The hero of Some Came Running is an ex-novelist named Dave Hirsh, who returns to his Illinois home town after a 19-year absence; the story—sandwiched between an italicized Prologue describing Dave's combat days during the Battle of the Bulge and an italicized Epilogue describing the combat death of a younger would-be writer friend of Dave's in Korea—concerns the degeneration of the Hirsh family and its circles of friends, and by inference of all America in the forties and fifties. Dave has given up writing novels after having been jilted; he is reinspired to write by a flaming local intellectual named Guinevere French; their love comes to naught because Gwen French is a secret virgin, terrified of sex, and because Dave mistakenly diagnoses her case as nymphomania and marries a fat, moronic brassiere factory operator . . . Dave's brother Frank, an aggressive businessman, approaches the male climacteric by collecting mistresses and finally by turning voyeur, peeping at his own mistresses from alleyways . . . one of the mistresses’ grandmother dies slowly of a diverticulosis of the lower bowel under the mistaken impression that she has gonorrhea, after fornicating in parked cars with the drunken old father of Dave and Frank, and with other old pensioners. . . . The list is long, continuously sordid, and more than faintly nauseating.

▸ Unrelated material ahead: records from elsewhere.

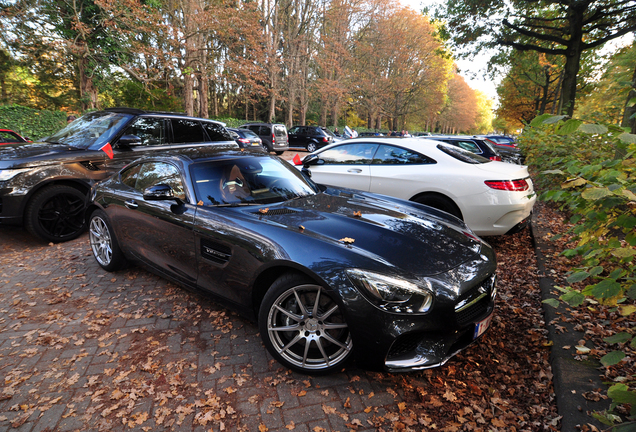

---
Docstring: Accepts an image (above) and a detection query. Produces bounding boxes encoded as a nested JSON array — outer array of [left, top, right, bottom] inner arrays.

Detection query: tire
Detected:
[[275, 151, 284, 155], [413, 194, 463, 220], [25, 185, 87, 243], [88, 209, 128, 271], [306, 142, 317, 153], [258, 273, 353, 374]]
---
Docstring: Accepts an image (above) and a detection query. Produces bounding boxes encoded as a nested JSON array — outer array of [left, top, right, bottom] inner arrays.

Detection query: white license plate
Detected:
[[473, 314, 493, 339]]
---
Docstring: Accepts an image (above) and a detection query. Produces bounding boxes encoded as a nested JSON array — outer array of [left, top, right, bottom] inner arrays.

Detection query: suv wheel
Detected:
[[25, 185, 86, 243], [306, 142, 317, 152]]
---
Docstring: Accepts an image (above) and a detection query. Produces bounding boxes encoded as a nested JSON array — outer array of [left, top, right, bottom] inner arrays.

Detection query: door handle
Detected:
[[124, 200, 138, 209], [347, 168, 362, 173]]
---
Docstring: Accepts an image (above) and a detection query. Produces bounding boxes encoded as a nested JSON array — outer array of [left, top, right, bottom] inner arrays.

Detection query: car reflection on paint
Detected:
[[86, 147, 497, 374]]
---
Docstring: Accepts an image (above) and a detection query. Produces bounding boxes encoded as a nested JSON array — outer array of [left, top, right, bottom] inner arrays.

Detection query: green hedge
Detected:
[[520, 114, 636, 429], [0, 105, 67, 140]]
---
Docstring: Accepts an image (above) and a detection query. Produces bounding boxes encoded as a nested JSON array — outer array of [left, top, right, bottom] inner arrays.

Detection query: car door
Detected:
[[307, 142, 377, 191], [288, 126, 301, 147], [108, 161, 198, 286], [368, 144, 437, 200]]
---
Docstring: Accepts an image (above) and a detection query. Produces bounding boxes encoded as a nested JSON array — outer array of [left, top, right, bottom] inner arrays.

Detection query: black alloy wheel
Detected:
[[25, 185, 86, 243], [259, 273, 353, 374]]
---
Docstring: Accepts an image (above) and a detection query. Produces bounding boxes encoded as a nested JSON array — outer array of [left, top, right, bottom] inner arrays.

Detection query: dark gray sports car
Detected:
[[86, 147, 497, 374]]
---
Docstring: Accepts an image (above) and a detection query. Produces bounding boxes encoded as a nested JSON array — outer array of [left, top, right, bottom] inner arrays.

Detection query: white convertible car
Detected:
[[296, 138, 536, 236]]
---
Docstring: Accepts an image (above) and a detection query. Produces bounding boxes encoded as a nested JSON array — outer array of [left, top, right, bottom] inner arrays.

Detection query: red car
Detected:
[[0, 129, 30, 145]]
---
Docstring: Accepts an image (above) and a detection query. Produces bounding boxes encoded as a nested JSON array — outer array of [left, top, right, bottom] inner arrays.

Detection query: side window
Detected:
[[259, 126, 271, 136], [318, 143, 379, 164], [202, 122, 233, 142], [454, 140, 481, 154], [247, 125, 260, 135], [171, 119, 205, 143], [122, 117, 165, 146], [288, 126, 299, 134], [120, 163, 143, 188], [135, 162, 186, 201], [373, 145, 435, 164]]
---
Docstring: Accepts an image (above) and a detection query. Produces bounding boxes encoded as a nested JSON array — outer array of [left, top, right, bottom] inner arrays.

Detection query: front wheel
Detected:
[[259, 273, 353, 374], [25, 185, 86, 243], [88, 209, 128, 271]]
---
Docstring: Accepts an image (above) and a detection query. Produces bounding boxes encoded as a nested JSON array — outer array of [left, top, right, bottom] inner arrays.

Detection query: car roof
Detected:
[[99, 108, 226, 125], [135, 145, 265, 164]]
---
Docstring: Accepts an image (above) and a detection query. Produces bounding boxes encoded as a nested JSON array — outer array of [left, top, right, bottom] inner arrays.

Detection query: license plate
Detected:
[[473, 313, 493, 339]]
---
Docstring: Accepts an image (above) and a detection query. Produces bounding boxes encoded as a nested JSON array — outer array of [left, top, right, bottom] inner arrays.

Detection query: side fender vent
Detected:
[[80, 161, 102, 171], [201, 239, 232, 264]]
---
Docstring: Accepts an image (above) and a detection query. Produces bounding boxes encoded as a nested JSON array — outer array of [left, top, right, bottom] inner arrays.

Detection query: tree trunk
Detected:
[[78, 55, 98, 111], [559, 7, 585, 117]]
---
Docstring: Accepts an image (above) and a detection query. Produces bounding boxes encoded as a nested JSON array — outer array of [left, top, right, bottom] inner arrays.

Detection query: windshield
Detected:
[[436, 144, 491, 164], [46, 111, 134, 149], [190, 156, 319, 206]]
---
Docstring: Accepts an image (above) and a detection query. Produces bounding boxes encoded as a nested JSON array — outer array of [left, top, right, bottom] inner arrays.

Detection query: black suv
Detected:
[[287, 125, 334, 152], [239, 123, 289, 154], [0, 108, 237, 242]]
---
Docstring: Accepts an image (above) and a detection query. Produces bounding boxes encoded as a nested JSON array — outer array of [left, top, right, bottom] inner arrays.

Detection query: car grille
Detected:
[[454, 274, 496, 327], [387, 332, 425, 358]]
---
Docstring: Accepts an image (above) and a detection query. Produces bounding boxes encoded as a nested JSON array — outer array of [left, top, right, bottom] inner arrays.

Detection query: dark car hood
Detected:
[[0, 141, 100, 169], [244, 189, 483, 276]]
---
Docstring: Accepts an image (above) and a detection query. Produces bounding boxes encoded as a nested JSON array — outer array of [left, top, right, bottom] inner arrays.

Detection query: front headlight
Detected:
[[0, 168, 31, 182], [346, 269, 433, 314]]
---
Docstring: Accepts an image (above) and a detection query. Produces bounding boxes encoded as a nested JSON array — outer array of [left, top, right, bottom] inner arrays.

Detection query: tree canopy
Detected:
[[0, 0, 490, 134]]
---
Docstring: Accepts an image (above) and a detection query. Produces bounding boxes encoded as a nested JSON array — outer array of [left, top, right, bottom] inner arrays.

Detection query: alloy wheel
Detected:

Those who are interested will find Mr. Jones's explanation of this bulky catalogue of horrors on pages 418 and 419. Dave

. . . was amongst the Plebs . . . The “laboring element” The teeming swarming life-loving life-devouring antheap of the Forum . . .  And out at the Country Club tonight, the leaders. The vain energetic Caesars, the vain weakling Pompeys, the vain shrewd-politico Augustuses. . . . In a word: decadence, he thought, almost afraid to think the word. All of us. Everywhere . . .

These excerpts are not untypical of the sophomoric and jejune philosophizing which fills page after page, chapter after chapter, of an extraordinarily immature and undisciplined book. The pity of it is not that Mr. Jones is unlikely to profit either intellectually or artistically from the reception of a novel which should never have been published in this form; it is that countless other yokels in midland America (it is difficult to conceive of such ignorant and stumbling work being produced by Southerners, with their sensitivity to the language, or by writers from either coast, with their quick sophistication) will now be inspired to imitate Mr. Jones, in the effort to achieve by sheer doggedness and nagging ambition that which can never be produced in our culture by the uneducated and the untrained: a work of art.